Aparecen presencias de acero, sangre y sudor todos los días.
Duran poco. Sólo laten.
Hay panteones de árboles disfrazados de futuro:
ardientes laberintos de vidrio donde la palabra brota y se extingue.
En la sombra a veces llora el tiempo, quebrado, oscuro, adormecido.
A veces se pasea por bares y prostíbulos
porque sólo ahí siente su cuerpo.
Las horas se alargan encima del escritorio.
Y los minutos se intercambian por lágrimas de negación
porque no todo es lindo,
pero ya se forman las revolvedoras de cemento
como si fueran a gravitar el umbral del desarrollo desde el despojo.
Sobre la sacralización de lo simple, acaso, se perpetúan los desiertos, alguien dijo.
Se reúnen los falsos íconos allá,
he visto ya sus adornos de oro, sus coronas de hielo.
Crepúsculos cómo frutas pudriéndose en el mismo estante de las píldoras
junto a la ropa negra.
Oigo el lamento en mi reflejo.
Y escucho que la ciudad grita. Sus héroes le mintieron.

Alguna vez fueron paraísos estoicos de lisa piedra blanca
donde la gente soñó que podían controlar su propia suerte.
Ruinas modernas, contorneadas por una noción de falso misterio.
Más como sueños tristes que como luces dinámicas
sobre las cuales el acto de ser se dinamita.
Maquetas en la bodega, se almacenan una junto a la otra, se producen en serie.

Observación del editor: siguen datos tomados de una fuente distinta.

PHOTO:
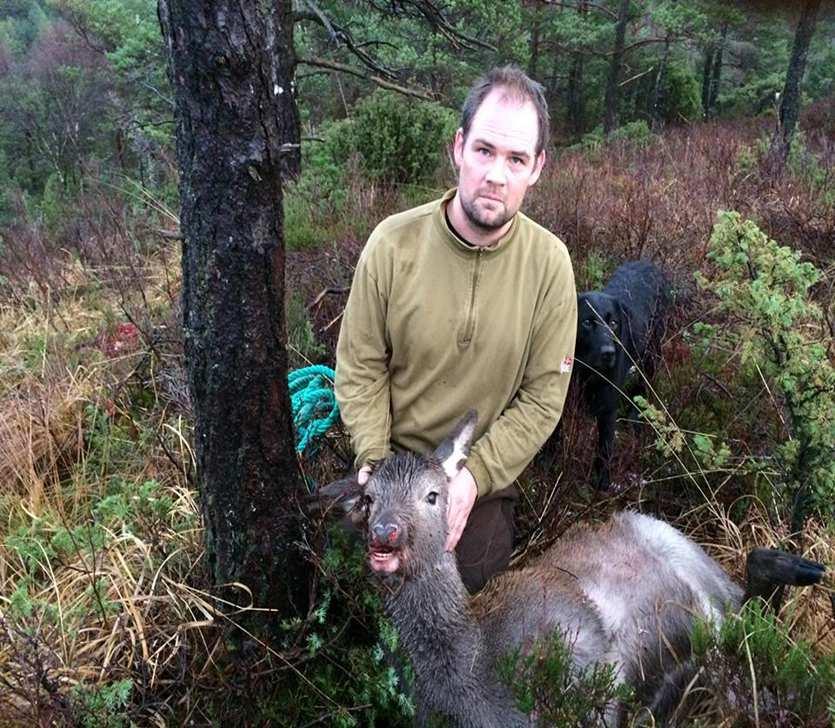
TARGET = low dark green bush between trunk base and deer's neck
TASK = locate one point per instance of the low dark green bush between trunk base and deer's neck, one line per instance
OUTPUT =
(349, 673)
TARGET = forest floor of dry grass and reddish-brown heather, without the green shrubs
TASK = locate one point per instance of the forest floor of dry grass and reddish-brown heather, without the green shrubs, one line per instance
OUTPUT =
(105, 603)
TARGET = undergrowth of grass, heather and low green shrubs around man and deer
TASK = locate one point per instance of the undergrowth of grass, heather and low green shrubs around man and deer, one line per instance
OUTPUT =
(107, 614)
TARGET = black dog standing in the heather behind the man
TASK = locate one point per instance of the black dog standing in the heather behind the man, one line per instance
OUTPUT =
(617, 328)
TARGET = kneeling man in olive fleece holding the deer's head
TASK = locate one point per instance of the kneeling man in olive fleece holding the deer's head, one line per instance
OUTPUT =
(466, 303)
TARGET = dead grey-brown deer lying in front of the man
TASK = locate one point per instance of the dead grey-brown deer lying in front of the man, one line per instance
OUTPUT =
(625, 593)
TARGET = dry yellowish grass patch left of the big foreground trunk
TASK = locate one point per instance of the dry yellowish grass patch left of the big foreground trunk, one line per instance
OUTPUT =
(91, 598)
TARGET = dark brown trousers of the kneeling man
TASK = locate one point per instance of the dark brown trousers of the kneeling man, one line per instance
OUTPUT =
(487, 541)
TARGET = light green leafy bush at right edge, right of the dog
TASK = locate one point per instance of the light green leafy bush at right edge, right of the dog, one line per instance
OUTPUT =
(764, 292)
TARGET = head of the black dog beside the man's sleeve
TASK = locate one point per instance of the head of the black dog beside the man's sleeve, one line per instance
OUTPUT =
(602, 321)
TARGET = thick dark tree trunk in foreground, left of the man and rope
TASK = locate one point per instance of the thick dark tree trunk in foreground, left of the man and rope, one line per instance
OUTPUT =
(233, 97)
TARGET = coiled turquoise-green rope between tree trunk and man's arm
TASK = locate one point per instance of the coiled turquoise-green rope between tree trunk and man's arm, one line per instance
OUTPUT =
(313, 403)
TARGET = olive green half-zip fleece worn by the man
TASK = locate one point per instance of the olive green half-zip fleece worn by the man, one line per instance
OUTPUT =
(434, 327)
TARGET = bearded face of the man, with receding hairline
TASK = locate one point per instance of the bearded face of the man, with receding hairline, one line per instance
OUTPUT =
(497, 162)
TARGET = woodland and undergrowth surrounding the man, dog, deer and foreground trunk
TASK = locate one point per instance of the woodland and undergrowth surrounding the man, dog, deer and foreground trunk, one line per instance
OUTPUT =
(664, 115)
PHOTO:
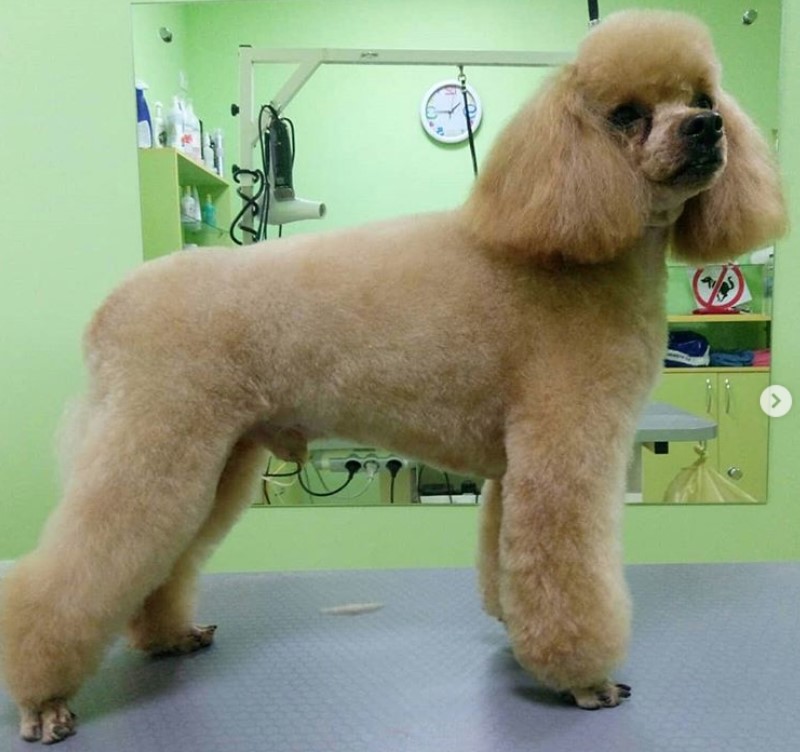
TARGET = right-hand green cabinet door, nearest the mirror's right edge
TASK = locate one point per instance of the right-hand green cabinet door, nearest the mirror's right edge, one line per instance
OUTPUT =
(743, 431)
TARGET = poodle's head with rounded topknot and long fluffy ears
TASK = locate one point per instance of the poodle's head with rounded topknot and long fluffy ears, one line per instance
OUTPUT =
(636, 133)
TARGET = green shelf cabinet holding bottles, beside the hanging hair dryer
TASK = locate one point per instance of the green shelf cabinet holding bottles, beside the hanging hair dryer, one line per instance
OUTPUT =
(163, 176)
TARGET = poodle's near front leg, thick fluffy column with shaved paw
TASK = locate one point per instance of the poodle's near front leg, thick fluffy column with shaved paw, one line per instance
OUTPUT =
(562, 589)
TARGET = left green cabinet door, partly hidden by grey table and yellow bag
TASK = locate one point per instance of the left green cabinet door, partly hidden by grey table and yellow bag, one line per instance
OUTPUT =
(697, 393)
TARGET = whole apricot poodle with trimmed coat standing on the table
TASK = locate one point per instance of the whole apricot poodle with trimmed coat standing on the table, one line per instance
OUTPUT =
(539, 306)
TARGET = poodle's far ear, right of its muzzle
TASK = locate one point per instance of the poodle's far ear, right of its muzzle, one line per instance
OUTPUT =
(744, 209)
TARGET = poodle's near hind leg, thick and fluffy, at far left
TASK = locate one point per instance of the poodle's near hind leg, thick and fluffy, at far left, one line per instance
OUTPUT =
(139, 492)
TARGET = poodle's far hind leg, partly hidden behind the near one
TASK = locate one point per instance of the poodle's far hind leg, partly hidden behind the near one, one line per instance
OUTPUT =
(164, 624)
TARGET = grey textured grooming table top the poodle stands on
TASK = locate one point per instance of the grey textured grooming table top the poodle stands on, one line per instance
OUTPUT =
(714, 666)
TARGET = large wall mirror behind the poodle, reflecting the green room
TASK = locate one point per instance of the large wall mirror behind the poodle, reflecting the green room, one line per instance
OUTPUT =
(357, 139)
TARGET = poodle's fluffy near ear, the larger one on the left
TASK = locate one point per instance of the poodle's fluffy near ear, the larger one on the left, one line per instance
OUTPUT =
(557, 186)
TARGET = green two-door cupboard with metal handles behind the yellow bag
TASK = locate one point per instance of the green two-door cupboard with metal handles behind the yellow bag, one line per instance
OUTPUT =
(731, 398)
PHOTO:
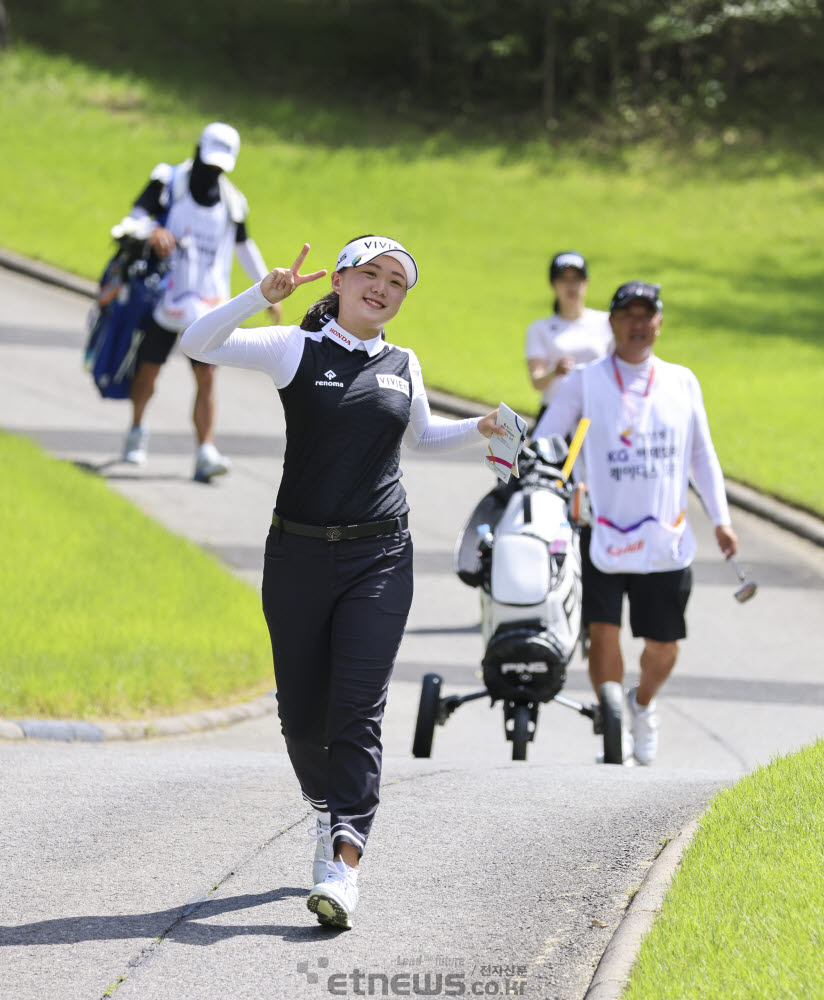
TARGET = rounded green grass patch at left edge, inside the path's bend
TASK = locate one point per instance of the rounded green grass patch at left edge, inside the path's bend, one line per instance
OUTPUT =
(107, 615)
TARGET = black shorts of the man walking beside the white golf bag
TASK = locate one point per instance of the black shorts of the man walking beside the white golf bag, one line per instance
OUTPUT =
(657, 601)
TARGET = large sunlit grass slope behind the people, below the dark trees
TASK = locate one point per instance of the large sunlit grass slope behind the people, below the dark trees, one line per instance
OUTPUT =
(728, 224)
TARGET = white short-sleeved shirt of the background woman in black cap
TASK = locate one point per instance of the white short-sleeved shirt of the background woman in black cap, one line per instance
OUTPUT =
(586, 339)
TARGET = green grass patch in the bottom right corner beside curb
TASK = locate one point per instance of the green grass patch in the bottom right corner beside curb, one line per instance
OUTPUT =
(744, 917)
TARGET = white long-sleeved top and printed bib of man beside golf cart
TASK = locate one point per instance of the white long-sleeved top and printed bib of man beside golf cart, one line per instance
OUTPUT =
(649, 430)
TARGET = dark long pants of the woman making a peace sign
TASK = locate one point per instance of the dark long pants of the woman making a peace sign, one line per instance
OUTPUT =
(336, 613)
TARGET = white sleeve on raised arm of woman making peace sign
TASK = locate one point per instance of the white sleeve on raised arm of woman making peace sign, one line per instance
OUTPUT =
(216, 339)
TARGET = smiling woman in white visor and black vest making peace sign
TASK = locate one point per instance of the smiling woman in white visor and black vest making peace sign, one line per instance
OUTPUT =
(337, 581)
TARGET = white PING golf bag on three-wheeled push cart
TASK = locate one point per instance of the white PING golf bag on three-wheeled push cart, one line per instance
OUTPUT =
(520, 548)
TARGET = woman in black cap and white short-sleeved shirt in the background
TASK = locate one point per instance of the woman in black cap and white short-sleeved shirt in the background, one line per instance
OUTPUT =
(572, 335)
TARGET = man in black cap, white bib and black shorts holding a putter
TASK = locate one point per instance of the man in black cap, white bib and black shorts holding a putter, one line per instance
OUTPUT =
(649, 431)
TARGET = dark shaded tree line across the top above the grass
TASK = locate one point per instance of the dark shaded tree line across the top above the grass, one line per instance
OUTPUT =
(544, 59)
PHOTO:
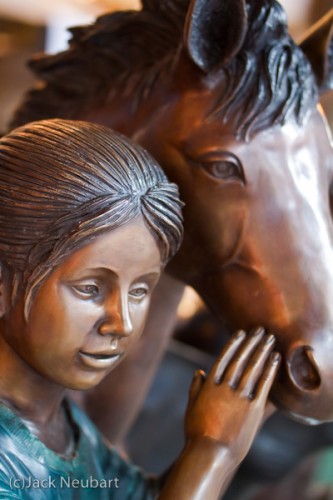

Mausoleos de ceniza y tezontle sobre largas playas ciegas donde el mar queda lejos,
cuevas calientes para personas de porcelana y perros de plástico;
monumentos que pudieron ser una frase escrita en el polvo,
un dibujo impreso en papel carbón,
y no un rezo sagrado que aparenta una desnudez purista
justificada por una virtud importada y tibia
de un recuerdo roto
sostenido sólo por una fotografía
sin habitantes.

No sé para que publico, de todas formas no ves mis indirectas.